En deuxième lieu, le processus d’examen des dossiers des demandeurs fait par ailleurs appel, je le rappelle, à l’expression d’un avis par chaque commission compétente, ainsi que par l’ordre compétent pour les professions à ordre. Nous avons pris une sécurité supplémentaire. Ce second avis, non prévu par la directive, a été ajouté par le Gouvernement, afin de renforcer le processus d’analyse des dossiers.
En troisième lieu, un décret en Conseil d’État a précisé les conditions et modalités de mise en œuvre de la procédure d’instruction.

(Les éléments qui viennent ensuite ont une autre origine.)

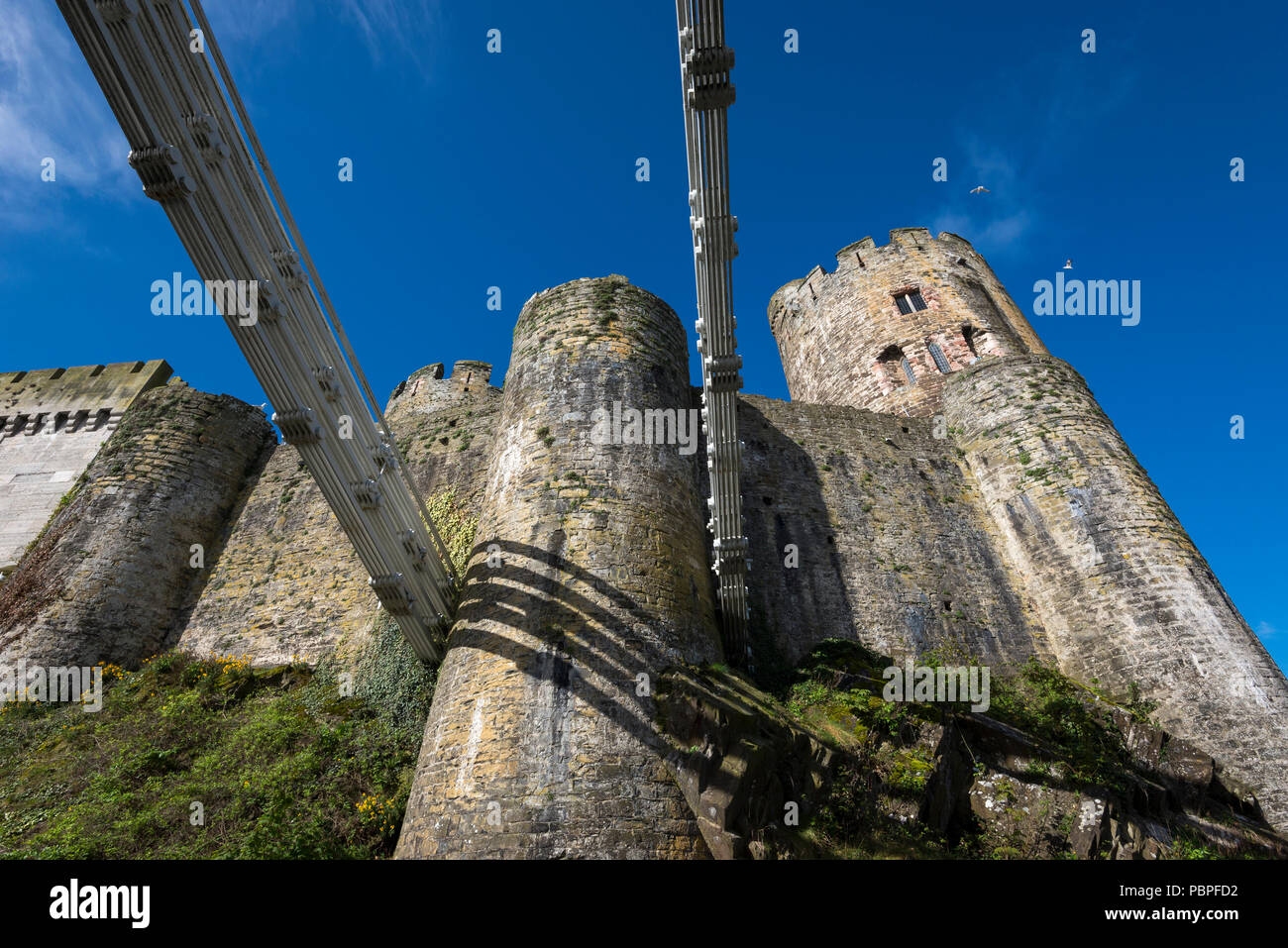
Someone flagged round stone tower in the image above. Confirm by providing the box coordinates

Je vous avais indiqué que j’entendais être extrêmement attentive à ce que sa rédaction puisse éclairer et guider les parties prenantes dans la manière dont les dossiers devront être examinés au cas par cas.
C’est ce qui a été traduit dans le décret du 2 novembre 2017 relatif à la reconnaissance des qualifications professionnelles dans le domaine de la santé.

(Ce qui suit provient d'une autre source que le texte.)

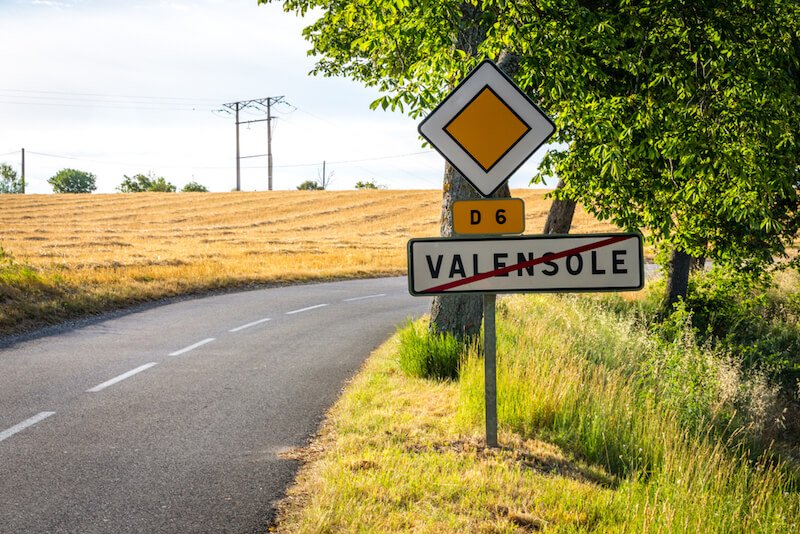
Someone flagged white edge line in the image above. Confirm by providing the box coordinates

Tout en respectant le droit à la libre circulation des ressortissants européens, le décret dispose en effet, dans le but de garantir la qualité et la sécurité des soins, que les avis que les commissions d’autorisation d’exercice et les ordres seront appelés à émettre porteront notamment sur les points suivants : premièrement, l’identification précise et strictement délimitée du champ d’exercice ou des actes que les professionnels seront autorisés à réaliser sous le régime de l’accès partiel ; deuxièmement, la description de l’intégration effective de ces actes dans le processus de soins et leur incidence éventuelle sur la continuité de la prise en charge ; troisièmement, la lisibilité des actes réalisés sous le régime de l’accès partiel, pour les professionnels de santé comme pour les usagers du système de santé ; quatrièmement, toute recommandation de nature à faciliter la bonne insertion du professionnel auquel l’autorisation d’exercice partiel serait accordée.
La rédaction de ce décret a été, vous l’aurez compris, animée par la motivation de garantir la qualité et la sécurité des soins, ainsi que l’information des professionnels de santé comme des usagers du système de santé.
Comme je m’y étais engagée devant les deux assemblées, je vous confirme par ailleurs que j’ai sollicité la Commission européenne afin d’obtenir une cartographie des professions de santé existantes dans l’Union européenne.
La nouveauté induite par le déploiement du mécanisme d’exercice partiel au sein des pays de l’Union justifie en effet de disposer d’un tel état des lieux permettant d’identifier, pour chaque système national de santé, les périmètres d’exercice des professionnels susceptibles de solliciter une reconnaissance d’accès partiel.
Madame la présidente, mesdames, messieurs les sénateurs, tels étaient les éléments les plus importants que je souhaitais porter à votre connaissance sur la dimension qui demeure la plus sensible de l’ordonnance objet du présent projet de loi de ratification qui vous est soumis.
Vous comprendrez, dans ces conditions, que je ne puisse pas être favorable à la version du projet de loi issue des travaux de votre commission des affaires sociales, supprimant les références à l’accès partiel.
Mais vous aurez aussi compris, je l’espère, que, en lien étroit avec les professionnels du système de santé, je serai particulièrement attentive au suivi et à l’évaluation de la mise en œuvre de ces dispositifs, afin de garantir, dans cette matière comme dans d’autres, la qualité et la sécurité des soins dispensés par notre système de santé.